The expendable airframe must be cheap not only in materials but in labor. Design-for-manufacturing principles specific to this class include:

  • Minimize part count. Every separate part requires handling, alignment, and fastening. A fuselage that prints as two halves and clips together is better than one that requires ten separate panels and a jig.
  • Eliminate jigs and fixtures. Parts should self-locate through tab-and-slot geometry, keyed interfaces, or alignment features molded into the structure.
  • Accept hand assembly. Skilled aerospace technicians cost $40–80/hour. The assembly process should require no skill that a worker cannot learn in a day of training.
  • Design for the printer, not the airplane. Overhangs, bridges, and support structures that complicate 3D printing should be eliminated from the geometry even if the resulting aerodynamic shape is slightly compromised.

The philosophical shift

The deepest implication of expendable airframe design is conceptual: the aircraft becomes ammunition. It is not a vehicle that delivers a weapon; it is itself the weapon, and the airframe is merely the delivery mechanism — the casing, in munitions terms. When the airframe is understood as casing rather than vehicle, every engineering decision reorients. The question is never “how do we make this fly better?” but “how do we make this fly well enough, for less?”

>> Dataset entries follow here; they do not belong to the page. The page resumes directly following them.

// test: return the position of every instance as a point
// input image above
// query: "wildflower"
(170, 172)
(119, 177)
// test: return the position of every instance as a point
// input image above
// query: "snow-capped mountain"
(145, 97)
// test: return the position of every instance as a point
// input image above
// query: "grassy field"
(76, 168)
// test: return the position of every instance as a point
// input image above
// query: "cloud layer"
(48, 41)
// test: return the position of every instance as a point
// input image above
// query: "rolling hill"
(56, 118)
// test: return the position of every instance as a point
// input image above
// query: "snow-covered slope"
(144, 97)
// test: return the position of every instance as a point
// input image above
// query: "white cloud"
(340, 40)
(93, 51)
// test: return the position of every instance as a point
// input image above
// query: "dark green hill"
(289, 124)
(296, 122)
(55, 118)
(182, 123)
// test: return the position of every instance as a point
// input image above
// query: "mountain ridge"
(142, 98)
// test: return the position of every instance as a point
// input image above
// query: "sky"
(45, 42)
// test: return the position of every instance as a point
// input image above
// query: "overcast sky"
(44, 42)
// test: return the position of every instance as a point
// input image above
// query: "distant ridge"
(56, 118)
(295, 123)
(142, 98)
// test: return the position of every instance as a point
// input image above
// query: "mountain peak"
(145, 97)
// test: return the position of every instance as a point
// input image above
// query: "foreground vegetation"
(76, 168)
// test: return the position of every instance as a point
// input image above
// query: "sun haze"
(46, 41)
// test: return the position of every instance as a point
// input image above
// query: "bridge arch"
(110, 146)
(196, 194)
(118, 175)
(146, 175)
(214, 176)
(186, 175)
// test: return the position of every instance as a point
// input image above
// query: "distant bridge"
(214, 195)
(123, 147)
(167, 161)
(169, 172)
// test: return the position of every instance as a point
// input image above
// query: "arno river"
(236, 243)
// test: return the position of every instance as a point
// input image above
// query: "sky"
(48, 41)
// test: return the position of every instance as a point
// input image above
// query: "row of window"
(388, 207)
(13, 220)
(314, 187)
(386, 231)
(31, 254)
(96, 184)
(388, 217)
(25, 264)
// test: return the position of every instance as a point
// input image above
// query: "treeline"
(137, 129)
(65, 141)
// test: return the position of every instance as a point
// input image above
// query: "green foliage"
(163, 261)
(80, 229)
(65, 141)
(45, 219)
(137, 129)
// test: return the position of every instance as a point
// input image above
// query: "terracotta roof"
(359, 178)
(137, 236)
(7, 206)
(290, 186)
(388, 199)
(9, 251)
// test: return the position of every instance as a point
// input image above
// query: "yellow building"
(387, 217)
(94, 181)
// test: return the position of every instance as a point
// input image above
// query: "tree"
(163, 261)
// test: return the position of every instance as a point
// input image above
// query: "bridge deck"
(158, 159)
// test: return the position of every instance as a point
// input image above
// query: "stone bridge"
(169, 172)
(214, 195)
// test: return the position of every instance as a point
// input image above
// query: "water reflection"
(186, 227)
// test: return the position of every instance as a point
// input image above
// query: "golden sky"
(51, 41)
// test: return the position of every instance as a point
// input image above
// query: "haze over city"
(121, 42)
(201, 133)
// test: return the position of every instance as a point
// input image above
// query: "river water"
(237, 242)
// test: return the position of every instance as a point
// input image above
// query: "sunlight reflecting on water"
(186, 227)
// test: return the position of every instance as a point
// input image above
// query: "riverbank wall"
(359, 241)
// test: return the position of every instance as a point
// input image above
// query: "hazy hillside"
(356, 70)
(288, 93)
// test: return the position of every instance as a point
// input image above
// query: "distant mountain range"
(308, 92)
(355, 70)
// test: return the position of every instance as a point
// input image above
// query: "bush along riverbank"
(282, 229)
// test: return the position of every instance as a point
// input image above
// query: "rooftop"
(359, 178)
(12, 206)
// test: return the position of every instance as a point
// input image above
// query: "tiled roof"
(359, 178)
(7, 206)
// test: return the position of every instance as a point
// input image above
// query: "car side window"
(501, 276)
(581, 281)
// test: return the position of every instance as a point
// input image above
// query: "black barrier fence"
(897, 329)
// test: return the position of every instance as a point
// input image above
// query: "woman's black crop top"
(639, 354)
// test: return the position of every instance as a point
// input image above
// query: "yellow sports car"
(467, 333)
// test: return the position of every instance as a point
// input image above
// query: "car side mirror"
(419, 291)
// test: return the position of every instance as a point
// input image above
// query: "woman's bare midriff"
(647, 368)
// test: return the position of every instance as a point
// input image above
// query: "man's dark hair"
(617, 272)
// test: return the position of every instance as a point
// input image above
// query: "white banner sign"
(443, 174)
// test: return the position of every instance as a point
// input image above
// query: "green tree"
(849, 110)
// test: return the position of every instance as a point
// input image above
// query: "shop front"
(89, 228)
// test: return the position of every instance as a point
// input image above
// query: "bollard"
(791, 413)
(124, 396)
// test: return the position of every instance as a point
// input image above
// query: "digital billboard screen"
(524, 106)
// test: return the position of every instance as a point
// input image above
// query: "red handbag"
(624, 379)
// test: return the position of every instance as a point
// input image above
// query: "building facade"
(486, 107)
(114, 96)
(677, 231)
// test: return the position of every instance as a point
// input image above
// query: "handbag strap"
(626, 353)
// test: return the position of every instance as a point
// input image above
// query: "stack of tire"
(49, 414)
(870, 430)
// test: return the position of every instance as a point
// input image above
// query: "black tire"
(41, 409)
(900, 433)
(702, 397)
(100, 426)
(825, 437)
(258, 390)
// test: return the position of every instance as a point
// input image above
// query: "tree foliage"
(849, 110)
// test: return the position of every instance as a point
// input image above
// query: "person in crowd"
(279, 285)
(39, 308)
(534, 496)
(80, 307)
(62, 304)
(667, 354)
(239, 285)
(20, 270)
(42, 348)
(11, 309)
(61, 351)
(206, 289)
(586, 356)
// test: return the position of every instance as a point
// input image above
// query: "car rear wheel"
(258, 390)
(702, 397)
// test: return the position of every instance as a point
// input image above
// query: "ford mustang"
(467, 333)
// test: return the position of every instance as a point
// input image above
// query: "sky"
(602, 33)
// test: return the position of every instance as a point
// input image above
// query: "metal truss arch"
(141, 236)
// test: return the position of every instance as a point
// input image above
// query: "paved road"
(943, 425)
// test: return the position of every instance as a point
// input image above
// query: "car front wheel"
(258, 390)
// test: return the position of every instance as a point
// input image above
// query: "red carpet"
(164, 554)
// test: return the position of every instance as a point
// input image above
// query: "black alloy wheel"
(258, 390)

This shift is what makes the economics of expendable air power structurally disruptive. The cost floor for a crewed aircraft is set by the value of the pilot’s life and training. The cost floor for a cruise missile is set by the precision guidance, propulsion, and manufacturing quality required for reliability over a single use. The cost floor for an expendable drone is set by the cheapest combination of materials that can sustain controlled flight for a few hours — and that floor turns out to be very low indeed.